Opinion
06-23-2016
Reginald Petty, Malone, petitioner pro se. Eric T. Schneiderman, Attorney General, Albany (Marcus J. Mastracco of counsel), for respondent.
Reginald Petty, Malone, petitioner pro se.
Eric T. Schneiderman, Attorney General, Albany (Marcus J. Mastracco of counsel), for respondent.
Before: McCARTHY, J.P., EGAN JR., ROSE, DEVINE and AARONS, JJ.
Proceeding pursuant to CPLR article 78 (transferred to this Court by order of the Supreme Court, entered in Albany County) to review a determination of the Commissioner of Corrections and Community Supervision finding petitioner guilty of violating certain prison disciplinary rules.

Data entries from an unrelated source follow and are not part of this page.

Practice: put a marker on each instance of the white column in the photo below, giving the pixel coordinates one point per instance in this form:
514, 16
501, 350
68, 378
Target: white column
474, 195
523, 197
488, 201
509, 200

After another inmate unplugged the television that petitioner had been watching, a verbal disagreement ensued. Thereafter, petitioner was charged in a misbehavior report with violent conduct and creating a disturbance. Following a tier III disciplinary hearing, petitioner was found guilty of both charges. On administrative appeal, that determination was upheld with a modified penalty. This CPLR article 78 proceeding followed. Initially, respondent concedes, and we agree, that the part of the determination finding petitioner guilty of violent conduct is not supported by the record. Likewise, the record does not contain substantial evidence to support the determination of guilt as to the charge that petitioner created a disturbance. The description within the misbehavior report and the testimony of its author that petitioner “disrupted the order of the facility” is conclusory and does not permit intelligible review of whether petitioner violated 7 NYCRR 270.2(B)(5)(iv). 7 NYCRR 270.2(B)(5)(iv) provides that “[a]n inmate shall not engage in conduct which disturbs the order of any part of the facility” and then defines the activities that would constitute such conduct as “includ[ing], but ... not limited to, loud talking in a mess hall, program area or corridor, talking after the designated facility quiet time, playing a radio, television or tape player without a headphone or through a headphone in a loud or improper manner, or playing a musical instrument in a loud or improper manner.” Here, the record provides, at most, that petitioner engaged in a verbal disagreement with a fellow inmate as to what channel to watch on television. While the record is replete with evidence that the fellow inmate thereafter violated a number of disciplinary rules, his actions cannot be attributed to petitioner. In the absence of any evidence describing how petitioner disrupted the order of the facility due to his disagreement with the fellow inmate, there is not substantial evidence to support that charge (see Matter of Lewis v. Lee, 138 A.D.3d 746, 747, 29 N.Y.S.3d 443 [2016] ; Matter of Williams v. Fischer, 69 A.D.3d 1278, 1278, 895 N.Y.S.2d 539 [2010] ).
ADJUDGED that the determination is aned, without costs, petition granted, and the Commissioner of Corrections and Community Supervision is directed to expunge all references to this matter from petitioner's institutional record.